My second proposition is given by Nietzsche. He was deeply opposed to reducing reality to a web of self-consistent logic. Truth is essentially fragmentary and is only grasped as we continuously subject it to experience. The mode in which theoretical chemistry is presented is as if reality consists of mathematical theorems of which chemistry supplies examples. We are lulled into believing that there is such a thing as a mechanistic metaphysic with absolute laws constituting the bedrock. Chemistry is then a closed book or bible upon which the outer edges are gradually being filled in by scientists to provide the actual constitution of reality. In theory at least, one day there will be nothing more to be known. The consequence for the class room is to turn teachers into catechists and students into learners of sacred scientific scripture. Ironically, science has been turned on its head by its own success. We can correct this by teaching it in the manner by which it gained its success, i.e. by subjecting mind always to experience.
Something of course is being built up in the grand edifice called science. For Robin Barrow in ‘An introduction to the philosophy of education’, it is a body of knowledge agreed upon by a professional caucus of experts. A student is initiated as neophyte and the teacher guides him or her through the curriculum given by the academy. In the sense that experience is always mediated through culture (language belongs to culture, not to an individual necessarily), Barrow’s views are profoundly true. Culture, like mind, is no less bound to the need to be subject to experience. The problem with raising curriculum to such an exalted position, (as is typical in the classroom), is that the student is not really allowed to think until at the end of the exercise. Only once we are brainwashed are we safe to ask questions. The resolution of our problem is to see the relationship of individual experience to corporate experience as a dialectical one. The teacher, as representative of the academy and the student as neophyte, are both confronted and subjected to the universe of experience. The teacher acts as a guide and in conversation with the student along the way of simulated experience such as experiments, a cathedral of thought is built up. The foundation, however, is not the academy or textbook, but experience generated in the classroom or field exercises.
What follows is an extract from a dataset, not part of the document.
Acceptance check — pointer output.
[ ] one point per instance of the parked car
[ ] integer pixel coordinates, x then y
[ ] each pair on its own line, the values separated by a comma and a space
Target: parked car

It is basic to my theory that the central event in an instructional event is an experience that is inviting to the student and an experience from which the student can learn. Contrary to popular notions, science is not about objectivity. It is about finding explanatory models (the subjective pole) that best fit experience (the objective pole) so as to build up knowledge (science). Science does not allow mere private experience but it is only through private experience that we can make connections to public domains of experience. Subjectivity turns into objectivity once others confirm our grasp of experience by reproducing the events and findings. No amount of accurate use of SI units makes anything more objective -units are arbitrary, relative and based on convenience. It is their use in describing what happens in an experience that enhances objectivity. As we all know, however, experience cannot be taught. It is something that teaches us. Hence the style of these classes are open ended. Experience is the best teacher.